Before you get too anxious, we haven't decided on terms of release yet, as we'd like to release our (likely commercial) game before we hand over the fire to everyone. It may be more of a small (per project license) release until that time. That said, we've always been willing to reward those who can impress us, so if a person or project does that, we'd be happy to back them
And we may release the "core only" replacement DLL early, that is, one that doesn't expose new features but should increase overall performance significantly.
TL;DR? We don't know exactly what/when/how we're going to do with this yet.
As for the editor, it's not exactly a custom editor. Well, more accurately, not *entirely* custom.

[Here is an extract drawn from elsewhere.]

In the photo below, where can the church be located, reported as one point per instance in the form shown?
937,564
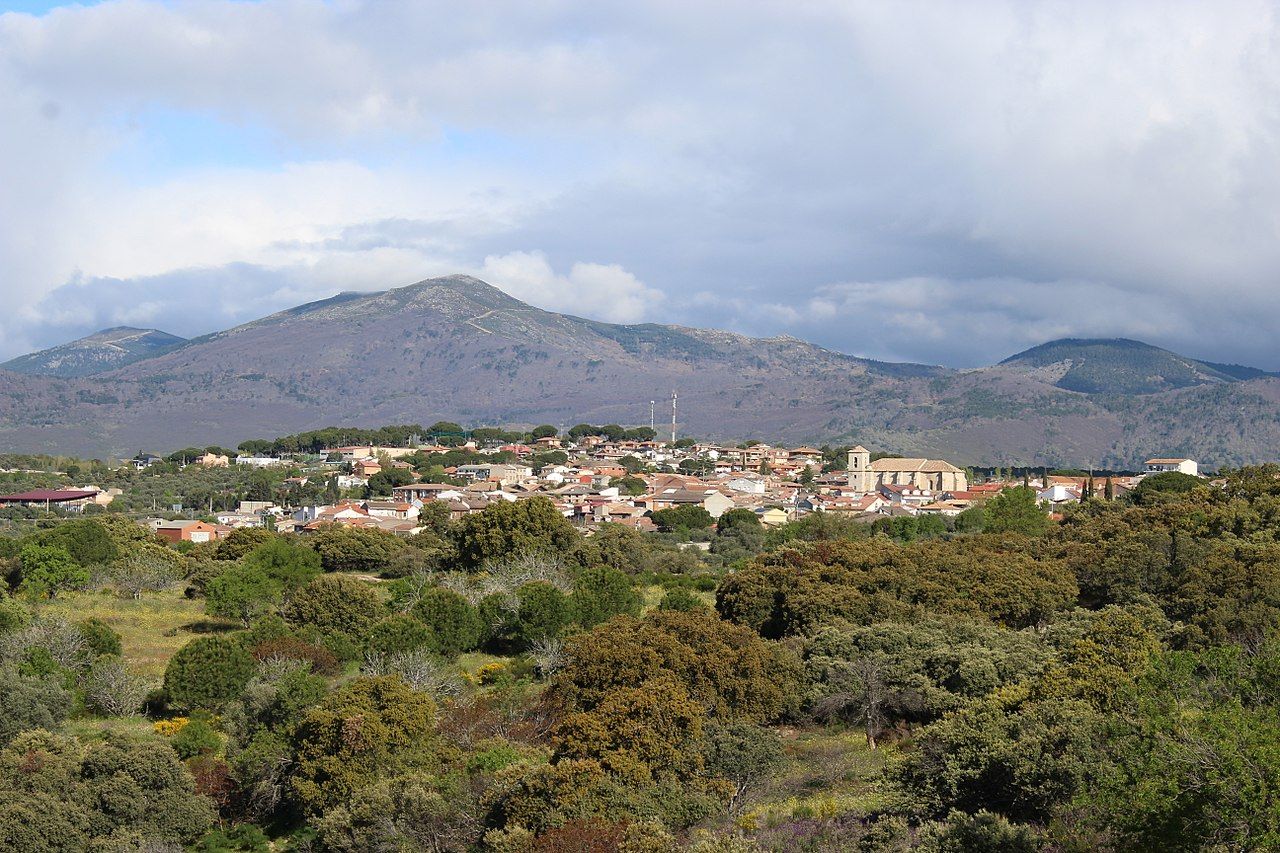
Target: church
865,477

Found an open source Chinese project that had a lot of nice features, and half worked. So I grabbed source, translated it, and have been making improvements ever since. The layout is FAR superior to vanilla (and actually, about any other program I personally use). As for the reason, there are 3. First, it already had manual map tile layering, akin to XP's. This is a must for my mapping needs, as I'm using taller characters than the single-tile VX Ace default, and the single tile smart tiles really don't lend themselves to this style. Second, this editor uses an epic setup for database tab configs, letting me expand and even add new tabs in a mere minute or two. And third, is because the project in progress here is going to be rather intensive in several ways, having the ability to make changes wherever they are most convenient to use, whether that's the EXE, the DLL, the data structure, or the editor is a very nice ability to have.

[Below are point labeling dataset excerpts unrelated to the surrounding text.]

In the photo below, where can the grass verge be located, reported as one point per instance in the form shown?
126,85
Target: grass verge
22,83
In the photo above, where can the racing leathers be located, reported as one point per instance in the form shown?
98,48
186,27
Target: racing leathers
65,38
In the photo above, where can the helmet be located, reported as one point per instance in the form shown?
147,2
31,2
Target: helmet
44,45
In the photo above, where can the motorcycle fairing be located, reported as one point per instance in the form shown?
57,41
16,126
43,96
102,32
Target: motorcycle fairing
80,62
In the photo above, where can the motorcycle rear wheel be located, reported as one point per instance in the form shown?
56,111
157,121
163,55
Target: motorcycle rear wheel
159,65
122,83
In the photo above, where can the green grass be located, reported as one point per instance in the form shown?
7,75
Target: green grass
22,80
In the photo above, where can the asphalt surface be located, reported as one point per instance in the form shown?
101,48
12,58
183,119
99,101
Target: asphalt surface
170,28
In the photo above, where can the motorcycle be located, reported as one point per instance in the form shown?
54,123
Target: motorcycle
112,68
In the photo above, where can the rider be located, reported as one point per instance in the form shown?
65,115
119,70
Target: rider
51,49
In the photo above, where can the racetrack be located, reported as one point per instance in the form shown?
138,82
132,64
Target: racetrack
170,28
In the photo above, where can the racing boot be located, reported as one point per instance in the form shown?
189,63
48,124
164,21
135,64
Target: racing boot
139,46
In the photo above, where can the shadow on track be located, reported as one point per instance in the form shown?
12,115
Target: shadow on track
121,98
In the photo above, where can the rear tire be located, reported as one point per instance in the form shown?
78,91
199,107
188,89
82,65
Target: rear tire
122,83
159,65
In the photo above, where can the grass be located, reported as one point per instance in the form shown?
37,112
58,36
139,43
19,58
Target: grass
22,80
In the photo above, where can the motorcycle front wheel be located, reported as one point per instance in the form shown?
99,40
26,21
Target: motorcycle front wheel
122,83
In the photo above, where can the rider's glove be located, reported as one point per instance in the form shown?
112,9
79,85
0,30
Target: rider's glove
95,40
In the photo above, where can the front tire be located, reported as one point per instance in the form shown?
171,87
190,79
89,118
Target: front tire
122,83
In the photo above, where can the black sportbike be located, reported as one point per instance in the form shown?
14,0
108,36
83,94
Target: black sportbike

Update: The graphics class is coming along, painfully. I have it rendering and processing Windows messages (WM_CLOSE, etc) smoothly now. I feel silly for not having known how to swap buffers without glut (or another API such as Allegro). Spent HOURS scouring GL docs for how to do it, before I figured out its a Windows API and not a GL one that handles it, lol. Soon as Graphics is done, Bitmap is up next. And of course, I didn't bother to include the limitation on resolution - moreover, I've added Graphics.set_resolution - this is noteably different from resize_screen, in that it sets the resolution the game is rendered at without resizing the screen. So you can call resize_screen to get your desired window size, immediately followed by set_resolution to set the render size. It will be scaled using GL_NEAREST (a fairly pixel-art-friendly filter).
Have a test render.
Currently tacked into Graphics.update in place of actual viewport/sprite/plane rendering (for the moment).
If you see an issue with the blue corner, it's a color profile issue, and does not affect the actual game, only screenshots of it.
Edit: Before anyone complains about my CCW winding (lol), I had been having some issues with rendering and had reversed it for testing purposes. All drawing will be done CW when applicable (though sprite renders will likely be reversible, with backface culling off, to emulate GDI behaviour).